The recipe for shortcrust was terrible. terrible. I won't reprint it here and instead suggest you use one that you prefer. If you've never made one before, start with the recipe in Mastering The Art Of French Cooking, as it is basic and simple to prepare.
I find it slightly amusing that there is a disclaimer at the front of the book that reads:
The information contained in this book is true and complete to the best of our knowledge (LIARS). All recommendations are made without any guarantees on the part of (publishers of bad cheesecake books) (BECAUSE THE RECIPES ARE INCOMPLETE). The author and publisher disclaim all liability in connection with the use of this information (BECAUSE THE SHORT CRUST RECIPE IS ASS!).
Luckily, I know how to bake and was able to salvage it (though that short crust disaster really took away from it). I did have to do a bit of interpretation when it came to the ingredients, and I will try to post other baking suggestions that were overlooked in the original (like, it will leak all over your oven so bake the thing on a sheet (I always do with springform pans, but not everyone would know to do that. It seems sort of incompetent not to mention it).
So here is the recipe, adapted (practically re-written) from the crappy supermarket cheese cake book. I'm not going to use this book again, and to spare the next victim from purchasing it at the thrift shop, I'm tossing it out. A quick look at the other recipes revealed similar flaws and omissions.

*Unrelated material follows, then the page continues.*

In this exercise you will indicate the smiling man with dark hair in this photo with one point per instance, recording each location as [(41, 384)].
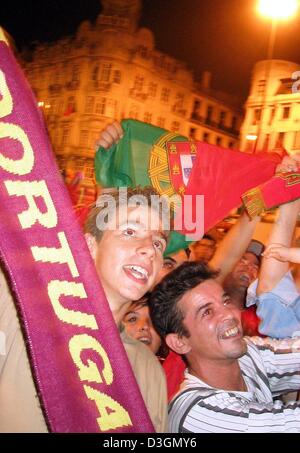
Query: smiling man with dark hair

On the positive side, the cake is unusual enough to serve as a special holiday treat and rosewater baking makes your kitchen smell nice.
You Will Need:
1 shortcrust pastry, blind baked in an 8 inch springform pan
1 cup of heavy whipping cream
1/4 cup sherry
3 large eggs
2 large egg yolks
1/4 cup granulated sugar
2 tablespoons rose water
1/4 teaspoon ground mace
1/4 teaspoon ground cinnamon
1/4 teaspoon ground nutmeg
1/2 teaspoon salt
6 ounces cream cheese at room temperature
1/3 cup currants
Preheat oven to 350 degrees F.
When shortcrust is cooled, make filling. In a small pan over low heat, scaled the whipping cream and sherry. Remove from heat. In a medium bowl, beat the eggs, egg yolks, sugar, rose water, spices and salt until blended. Beat in the cream cheese. Note-at this point the cheese may break up funny like it is curdling-that's ok and it will not harm the cake. Slowly add the whipping cream/sherry in a stream while still beating the mixture. Beat until reasonably smooth (you won't get it completely.
At this point the recipe suggests stirring in the currants, but they are only going to drop to the bottom anyway, so wait until you pour the batter and then sprinkle them on top evenly (they will sink in).
Bake on a sheet, for about 1 hour or until a tester off centre comes out clean. You should probably keep an eye on it after 40 minutes. Mine took exactly 55 minutes.
I decorated mine seasonally with pitted dates, candied cherries and sultanas. Cool in pan on a rack completely. Chill well before serving. I made this last night for today and once it was cooled I placed it on the plate and inverted a large bowl over it as a cover. This seemed to work better than waxed paper. I decorated it the next day.